The company that measures television viewership said Tuesday that it won't issue a November ratings report for the New York market because so many of its sample homes were affected by the storm. Right after Sandy hit, some 450 of the 960 homes in the metropolitan area used by the company were out of power or worse.
Local news programs use the ratings for bragging rights against the competition. Ad prices for local commercials are also set by the numbers that Nielsen provides, meaning the stations and advertisers must negotiate rates taking into account disruptions in service, said Pat McDonough, senior vice president of insight and analysis at Nielsen.
"The marketplace has to decide how they will accommodate it," she said.
Sample homes began coming back as power was restored. But it has taken longer to get a representative sample of the area because some locales were hit harder than others, according to Nielsen.
After Nov. 9, Nielsen began providing overnight ratings again in the New York area for its clients to consult on a day-to-day basis.
It's the first time New York's ratings have been disrupted in this way, McDonough said.
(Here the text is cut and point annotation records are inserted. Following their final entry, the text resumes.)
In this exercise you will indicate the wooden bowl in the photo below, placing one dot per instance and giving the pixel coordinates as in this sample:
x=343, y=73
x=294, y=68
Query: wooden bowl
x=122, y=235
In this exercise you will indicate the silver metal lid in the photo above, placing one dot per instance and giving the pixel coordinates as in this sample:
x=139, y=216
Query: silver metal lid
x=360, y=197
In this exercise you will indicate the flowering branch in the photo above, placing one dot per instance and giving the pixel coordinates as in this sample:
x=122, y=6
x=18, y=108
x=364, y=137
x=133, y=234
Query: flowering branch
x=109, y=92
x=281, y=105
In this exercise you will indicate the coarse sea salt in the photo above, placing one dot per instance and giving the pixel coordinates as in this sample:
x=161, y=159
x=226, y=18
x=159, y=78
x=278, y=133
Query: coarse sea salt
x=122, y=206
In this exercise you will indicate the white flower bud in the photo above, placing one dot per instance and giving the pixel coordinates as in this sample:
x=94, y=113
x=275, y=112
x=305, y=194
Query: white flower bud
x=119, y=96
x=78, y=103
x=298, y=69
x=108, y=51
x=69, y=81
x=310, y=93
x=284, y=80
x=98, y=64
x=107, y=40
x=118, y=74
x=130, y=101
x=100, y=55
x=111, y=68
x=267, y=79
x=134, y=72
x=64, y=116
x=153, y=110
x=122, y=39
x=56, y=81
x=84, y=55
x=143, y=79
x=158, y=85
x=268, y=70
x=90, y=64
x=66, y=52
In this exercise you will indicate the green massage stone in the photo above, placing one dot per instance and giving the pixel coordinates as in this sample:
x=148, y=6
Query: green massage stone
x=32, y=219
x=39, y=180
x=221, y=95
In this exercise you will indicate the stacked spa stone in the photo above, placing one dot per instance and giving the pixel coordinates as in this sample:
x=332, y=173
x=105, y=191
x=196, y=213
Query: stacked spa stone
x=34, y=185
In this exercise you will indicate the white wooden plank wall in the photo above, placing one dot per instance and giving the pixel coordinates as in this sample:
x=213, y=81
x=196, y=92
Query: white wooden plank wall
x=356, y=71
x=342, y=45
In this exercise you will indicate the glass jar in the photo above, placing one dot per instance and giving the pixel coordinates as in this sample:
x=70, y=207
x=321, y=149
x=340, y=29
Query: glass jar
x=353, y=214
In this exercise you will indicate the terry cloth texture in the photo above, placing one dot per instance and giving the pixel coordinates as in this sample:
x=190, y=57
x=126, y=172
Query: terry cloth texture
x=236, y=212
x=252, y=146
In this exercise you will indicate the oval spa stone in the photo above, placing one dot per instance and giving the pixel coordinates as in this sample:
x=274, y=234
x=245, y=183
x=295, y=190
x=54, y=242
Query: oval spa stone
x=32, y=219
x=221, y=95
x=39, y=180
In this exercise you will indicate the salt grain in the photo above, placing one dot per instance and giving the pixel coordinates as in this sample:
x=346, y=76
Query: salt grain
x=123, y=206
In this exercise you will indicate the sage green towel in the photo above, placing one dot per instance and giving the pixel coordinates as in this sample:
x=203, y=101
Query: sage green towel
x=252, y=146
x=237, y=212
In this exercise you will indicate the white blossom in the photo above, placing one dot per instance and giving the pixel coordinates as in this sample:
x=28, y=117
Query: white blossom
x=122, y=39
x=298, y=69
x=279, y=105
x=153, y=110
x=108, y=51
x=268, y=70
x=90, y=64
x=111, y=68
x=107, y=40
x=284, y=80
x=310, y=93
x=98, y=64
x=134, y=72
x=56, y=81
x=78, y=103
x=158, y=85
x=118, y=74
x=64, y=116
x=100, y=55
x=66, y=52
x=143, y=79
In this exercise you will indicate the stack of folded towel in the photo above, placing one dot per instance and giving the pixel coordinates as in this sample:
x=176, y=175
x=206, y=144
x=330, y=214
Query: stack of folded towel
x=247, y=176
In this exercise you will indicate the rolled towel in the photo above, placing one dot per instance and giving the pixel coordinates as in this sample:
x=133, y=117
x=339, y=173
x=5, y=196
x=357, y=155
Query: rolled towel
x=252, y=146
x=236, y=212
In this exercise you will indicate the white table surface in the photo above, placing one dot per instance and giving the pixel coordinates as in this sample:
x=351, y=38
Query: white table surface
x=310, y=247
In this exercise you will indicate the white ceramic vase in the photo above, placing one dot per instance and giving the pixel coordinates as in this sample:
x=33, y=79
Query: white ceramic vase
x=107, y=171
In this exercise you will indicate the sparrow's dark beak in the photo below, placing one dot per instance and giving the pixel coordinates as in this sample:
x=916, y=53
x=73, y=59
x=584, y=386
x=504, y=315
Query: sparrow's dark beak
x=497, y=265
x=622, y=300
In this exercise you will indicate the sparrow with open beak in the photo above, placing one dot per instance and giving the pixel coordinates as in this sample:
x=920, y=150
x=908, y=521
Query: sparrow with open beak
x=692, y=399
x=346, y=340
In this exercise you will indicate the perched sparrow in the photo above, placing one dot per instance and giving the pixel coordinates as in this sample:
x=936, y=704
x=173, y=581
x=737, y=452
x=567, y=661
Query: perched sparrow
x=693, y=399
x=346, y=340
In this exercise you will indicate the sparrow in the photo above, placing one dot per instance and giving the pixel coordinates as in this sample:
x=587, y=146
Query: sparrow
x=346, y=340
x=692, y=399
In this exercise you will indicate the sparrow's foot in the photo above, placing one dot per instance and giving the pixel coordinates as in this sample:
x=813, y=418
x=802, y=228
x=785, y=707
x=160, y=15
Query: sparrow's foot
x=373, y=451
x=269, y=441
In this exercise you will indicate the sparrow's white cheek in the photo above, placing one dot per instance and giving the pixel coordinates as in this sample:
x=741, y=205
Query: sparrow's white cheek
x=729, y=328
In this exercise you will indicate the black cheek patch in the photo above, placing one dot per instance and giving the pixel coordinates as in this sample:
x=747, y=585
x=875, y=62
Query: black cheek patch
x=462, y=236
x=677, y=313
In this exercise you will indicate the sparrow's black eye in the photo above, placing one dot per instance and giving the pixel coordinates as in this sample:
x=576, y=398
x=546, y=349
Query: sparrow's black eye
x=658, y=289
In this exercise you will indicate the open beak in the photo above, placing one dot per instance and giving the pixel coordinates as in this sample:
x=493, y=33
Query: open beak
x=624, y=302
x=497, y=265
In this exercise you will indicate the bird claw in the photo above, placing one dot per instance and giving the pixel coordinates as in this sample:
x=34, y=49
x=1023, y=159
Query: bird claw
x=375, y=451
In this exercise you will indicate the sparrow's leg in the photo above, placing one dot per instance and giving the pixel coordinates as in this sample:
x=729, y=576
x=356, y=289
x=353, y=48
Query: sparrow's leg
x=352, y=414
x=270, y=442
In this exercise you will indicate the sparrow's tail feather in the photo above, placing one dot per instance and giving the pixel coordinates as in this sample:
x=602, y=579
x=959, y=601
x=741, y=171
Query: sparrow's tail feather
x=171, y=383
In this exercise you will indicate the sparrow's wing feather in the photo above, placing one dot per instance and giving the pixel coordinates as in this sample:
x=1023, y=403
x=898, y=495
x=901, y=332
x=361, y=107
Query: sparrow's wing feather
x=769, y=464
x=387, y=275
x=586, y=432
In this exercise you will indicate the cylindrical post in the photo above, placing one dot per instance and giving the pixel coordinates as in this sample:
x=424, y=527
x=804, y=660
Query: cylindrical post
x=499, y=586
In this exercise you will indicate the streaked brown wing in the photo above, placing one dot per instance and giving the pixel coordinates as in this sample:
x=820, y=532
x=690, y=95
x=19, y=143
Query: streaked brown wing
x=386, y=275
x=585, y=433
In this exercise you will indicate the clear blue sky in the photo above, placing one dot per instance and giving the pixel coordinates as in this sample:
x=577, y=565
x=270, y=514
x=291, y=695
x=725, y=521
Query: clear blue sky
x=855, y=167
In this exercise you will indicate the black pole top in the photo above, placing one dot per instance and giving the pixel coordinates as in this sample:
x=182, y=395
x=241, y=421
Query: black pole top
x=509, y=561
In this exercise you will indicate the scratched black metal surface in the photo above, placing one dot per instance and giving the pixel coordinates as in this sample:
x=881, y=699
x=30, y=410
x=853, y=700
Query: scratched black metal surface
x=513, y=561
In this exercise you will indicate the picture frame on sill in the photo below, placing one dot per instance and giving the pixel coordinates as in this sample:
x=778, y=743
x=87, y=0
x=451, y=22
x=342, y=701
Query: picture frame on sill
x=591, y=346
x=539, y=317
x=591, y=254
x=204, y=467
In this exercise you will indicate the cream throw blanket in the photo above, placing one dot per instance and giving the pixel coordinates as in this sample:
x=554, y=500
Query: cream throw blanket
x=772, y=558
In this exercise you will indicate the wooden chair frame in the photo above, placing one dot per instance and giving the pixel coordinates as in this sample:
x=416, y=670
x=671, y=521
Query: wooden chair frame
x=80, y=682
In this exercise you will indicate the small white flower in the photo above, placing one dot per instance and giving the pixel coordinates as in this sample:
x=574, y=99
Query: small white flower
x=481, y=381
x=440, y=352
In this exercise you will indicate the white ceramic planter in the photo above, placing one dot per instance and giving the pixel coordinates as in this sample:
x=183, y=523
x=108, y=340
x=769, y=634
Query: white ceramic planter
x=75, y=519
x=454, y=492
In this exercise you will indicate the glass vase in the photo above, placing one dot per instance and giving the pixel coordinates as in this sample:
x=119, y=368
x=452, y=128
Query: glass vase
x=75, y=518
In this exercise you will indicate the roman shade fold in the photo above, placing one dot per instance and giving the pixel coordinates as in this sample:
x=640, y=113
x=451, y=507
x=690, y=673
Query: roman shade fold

It has happened elsewhere in the past; the New Orleans market report was interrupted for a year following Hurricane Katrina.
Nielsen said 21 of its sample homes in the New York area were fully or partially destroyed by Sandy, forcing the company to find new ones.
Sandy had a slight impact on Nielsen's ability to report national results, mostly forcing the company to weight its samples differently to make up for homes knocked out by the storm, McDonough said.